Aside from when a non-Earth Elemental is visiting. They don't digest stones so well...
Appearance
The colour of the borscht is largely dependent on what ingredients are used to prepare it. When beets are used the colour is a deep red, sorrel turns it green, and rye (though rarely used) causes it to be white. Red borscht is most common during winter and fall, while green borscht is the most common during the spring and summer. The rocks or minerals added can also influence the colour, especially if powdered first. Some have even taken to adding mica powder to the dish, giving the soup sparkles along with the colour from the vegetables.Recipe
- In a large pot add beef or vegetable broth, water and the stones or minerals desired (if using).
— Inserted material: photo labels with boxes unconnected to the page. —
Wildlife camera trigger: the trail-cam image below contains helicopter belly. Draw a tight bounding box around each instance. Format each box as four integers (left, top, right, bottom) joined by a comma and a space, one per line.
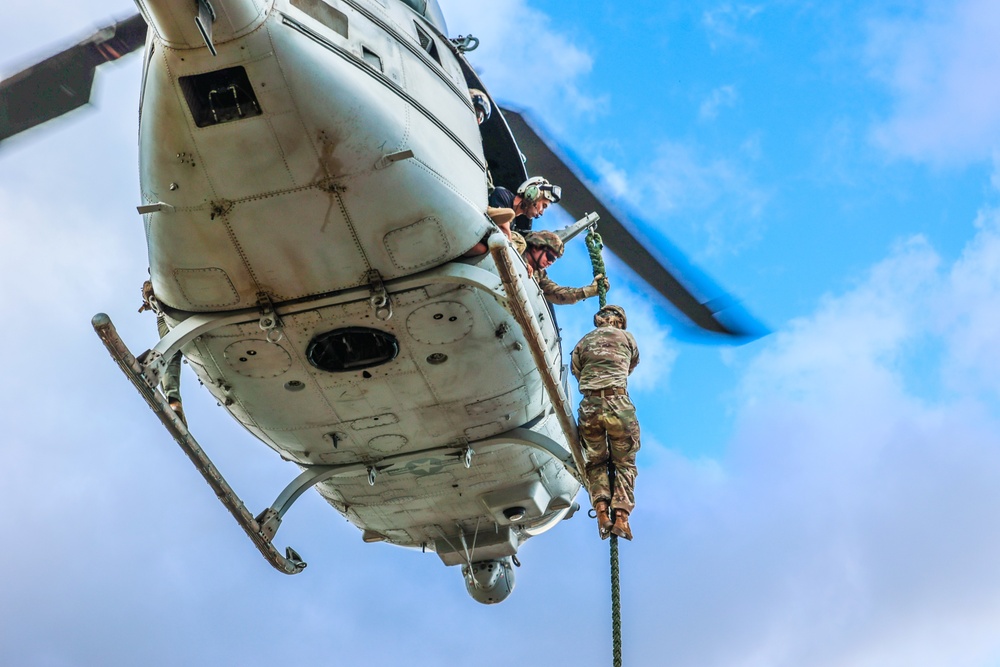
140, 4, 488, 312
185, 258, 579, 552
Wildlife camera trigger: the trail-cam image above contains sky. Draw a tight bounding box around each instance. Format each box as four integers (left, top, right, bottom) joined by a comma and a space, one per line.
0, 0, 1000, 667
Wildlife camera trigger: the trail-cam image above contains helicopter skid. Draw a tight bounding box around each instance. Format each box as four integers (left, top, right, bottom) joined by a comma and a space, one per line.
92, 313, 306, 574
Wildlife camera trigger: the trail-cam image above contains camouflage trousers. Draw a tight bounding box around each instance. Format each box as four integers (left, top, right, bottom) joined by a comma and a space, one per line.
579, 396, 639, 513
156, 315, 181, 402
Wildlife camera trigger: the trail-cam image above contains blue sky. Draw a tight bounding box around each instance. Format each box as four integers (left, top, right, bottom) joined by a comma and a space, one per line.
0, 0, 1000, 667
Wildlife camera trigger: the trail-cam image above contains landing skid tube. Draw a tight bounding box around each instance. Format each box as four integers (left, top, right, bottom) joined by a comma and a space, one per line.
92, 313, 306, 574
Bring to a boil. (4–6 cups beef broth, to 4–6 cups water)
- Slice the cabbage, add to the boiling broth. (5 cups cabbage)
- If using meat (ex: eye of round), chop it small, and sear all the pieces. (2.3 pounds). Add to the broth.
- Cut up the potatoes into small pieces, rinse, then add to the broth. (4 potatoes)
- Chop celery, carrots, and onion. Cook together, sauté for 5 minutes or until soft. Add to the broth. (2 sticks celery, 3 large carrots, 1 large yellow onion)
- Cut the beets in the Julienne cut style, (keeping a portion of one beet to the side) then fry them for 3–4 minutes. Add blended tomatoes, and the juice of half a lemon. Mix it all together, then add all of it to the broth. (3 beets, 2 fresh tomatoes, juice of 1/2 a lemon)
- Take the previously set aside beets, put them in a blender with a splash of water. Blend fine, then add to the broth.
- Press garlic cloves, add to pot, as well as salt and pepper to taste. (4 cloves garlic)
- Add more broth if required, simmer minimum of 2 hours.
- Serve with a dollop of sour cream and fresh dill on top.